E qui si aprirebbe un capitolo dal titolo "conoscenza ravvicinata con la lingua di Emanuele", ma lasciate che ve lo racconti in un modo un po' particolare, ok? Fidatevi.
Ce ne sono tanti di clienti che mi vogliono leccare. Per svariati motivi che non sto qui ad elencare. In genere si tratta di imbranati: approssimativi, sbrigativi, convinti a torto di avere delle qualità. Non tutti, eh? Non esageriamo. Il 98 per cento, diciamo, qualcuno bravo si trova. Quasi mai però come una ragazza, e soprattutto mai-mai-mai come due che conosco io. Lucrezia e Giovanna, si chiamano, sono compagne nella vita. Proprio ragazze non sono, hanno la stessa età di Emanuele. Le ho conosciute a Roma che facevano le turiste. Per caso. No, non facevano le turiste per caso, che cazzo andate a pensare, per caso ci siamo conosciute. Loro sono di su, un posto freddo: Merano, Gorizia, Salisburgo... quella zona lì. Abbiamo passato un pomeriggio-sera molto divertente e anche parecchio alcolico. Dopo tre ore avevo rivelato loro che sì, almeno figurativamente lavoro in una impresa dell'energia ma che in realtà se mi posso permettere di vivere come vivo è perché faccio la troia, e anche ben pagata. Non hanno mosso paglia, come si dice a Roma, se avessi detto che la mattina mi alzo per andare ad avvitare bulloni al cantiere o ad allestire vetrine sarebbe stata la stessa cosa. Abbiamo persino riso sui cazzi che avevo preso quella settimana. E no, quella sera non è successo nulla, che cosa credevate? Però ci siamo tenute in contatto: una volta sono scese di nuovo a Roma (e per la prima volta qualcuno ha dormito sul mio divano, cioè io perché il letto l'ho lasciato a loro), un'altra sono andata su, a Udine, ecco dove cazzo vivono. Avete presente, no? Prendete gli Champs Elysées, girate a destra all'Arc de Trionphe e poi sempre dritto. Dopo un po' ci siete.

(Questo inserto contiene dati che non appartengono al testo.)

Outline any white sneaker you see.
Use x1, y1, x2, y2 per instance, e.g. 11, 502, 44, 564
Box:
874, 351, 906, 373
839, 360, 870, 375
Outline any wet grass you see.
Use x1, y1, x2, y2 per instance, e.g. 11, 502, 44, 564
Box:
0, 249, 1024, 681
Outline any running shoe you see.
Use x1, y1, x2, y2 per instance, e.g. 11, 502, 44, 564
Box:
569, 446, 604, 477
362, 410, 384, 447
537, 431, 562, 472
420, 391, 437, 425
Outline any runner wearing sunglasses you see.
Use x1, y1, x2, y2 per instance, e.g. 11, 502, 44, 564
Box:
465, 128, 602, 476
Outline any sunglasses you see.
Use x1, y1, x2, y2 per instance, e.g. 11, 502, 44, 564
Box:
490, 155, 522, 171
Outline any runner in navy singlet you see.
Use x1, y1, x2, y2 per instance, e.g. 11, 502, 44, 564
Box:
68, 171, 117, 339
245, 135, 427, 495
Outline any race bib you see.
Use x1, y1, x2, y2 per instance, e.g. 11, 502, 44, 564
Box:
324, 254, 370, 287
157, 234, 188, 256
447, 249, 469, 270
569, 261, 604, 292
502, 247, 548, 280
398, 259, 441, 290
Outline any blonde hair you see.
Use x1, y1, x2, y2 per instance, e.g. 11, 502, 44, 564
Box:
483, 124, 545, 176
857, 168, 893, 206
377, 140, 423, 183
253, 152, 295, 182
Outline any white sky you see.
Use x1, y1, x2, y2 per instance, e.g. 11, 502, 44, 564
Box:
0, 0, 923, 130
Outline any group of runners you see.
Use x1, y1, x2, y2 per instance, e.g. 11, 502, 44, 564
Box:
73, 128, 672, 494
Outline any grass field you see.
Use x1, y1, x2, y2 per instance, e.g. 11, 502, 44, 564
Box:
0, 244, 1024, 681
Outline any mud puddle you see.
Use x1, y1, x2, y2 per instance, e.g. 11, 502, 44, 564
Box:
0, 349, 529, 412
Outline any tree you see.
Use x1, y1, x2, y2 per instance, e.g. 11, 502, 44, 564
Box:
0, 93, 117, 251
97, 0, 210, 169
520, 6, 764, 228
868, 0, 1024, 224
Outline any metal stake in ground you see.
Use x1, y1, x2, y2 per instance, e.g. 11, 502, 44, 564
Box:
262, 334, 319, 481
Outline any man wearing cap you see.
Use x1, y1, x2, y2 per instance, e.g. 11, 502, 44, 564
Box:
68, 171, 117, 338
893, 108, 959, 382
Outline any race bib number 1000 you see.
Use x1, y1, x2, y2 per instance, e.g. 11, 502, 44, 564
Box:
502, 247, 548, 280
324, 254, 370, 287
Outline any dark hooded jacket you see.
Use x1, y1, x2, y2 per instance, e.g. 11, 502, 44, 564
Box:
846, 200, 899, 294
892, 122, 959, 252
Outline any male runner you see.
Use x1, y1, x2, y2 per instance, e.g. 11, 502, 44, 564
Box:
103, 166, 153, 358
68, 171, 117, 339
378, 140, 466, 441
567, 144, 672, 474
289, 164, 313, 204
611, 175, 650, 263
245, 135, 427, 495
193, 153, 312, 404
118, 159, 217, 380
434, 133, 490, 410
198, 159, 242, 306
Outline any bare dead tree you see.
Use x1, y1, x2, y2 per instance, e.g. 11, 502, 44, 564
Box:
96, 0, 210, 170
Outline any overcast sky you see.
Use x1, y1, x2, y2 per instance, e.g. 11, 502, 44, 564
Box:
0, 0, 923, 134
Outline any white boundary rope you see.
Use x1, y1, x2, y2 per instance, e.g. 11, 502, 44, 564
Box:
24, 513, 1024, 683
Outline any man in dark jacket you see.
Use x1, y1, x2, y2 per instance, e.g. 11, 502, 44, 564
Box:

Mi hanno portata a una festa, ma secondo me qualcosa in mente già ce l'avevano, o comunque l'ispirazione gli è venuta lì, perché quando siamo rientrate Lucrezia ha fatto alla compagna "hai visto quante ragazze c'erano? e quante minigonne ultracorte?". "E quante ragazze in minigonna senza niente sotto?", le ha fatto eco Giovanna. D'accordo, avrei potuto cavarmela con un "mi fischiano le orecchie, non è che state parlando di me?". Invece mi sono avvicinata a Giovanna, tra l'altro l'unica che alla festa aveva i pantaloni. Mi era piaciuta l'occhiata sorniona che mi aveva lanciato. Senza alcun preavviso le ho sbottonato i pantaloni e ho infilato la mano dentro chiedendole "e tu sotto cos'hai?". A Lucrezia non l'ho detto, ma non ho avuto proprio nessuna difficoltà, nemmeno una, a slittarle dentro con le dita. Morbida e bagnata. Prima di baciarla le ho sussurrato "questa fregna chi aspettava?". Beh, è così che abbiamo cominciato.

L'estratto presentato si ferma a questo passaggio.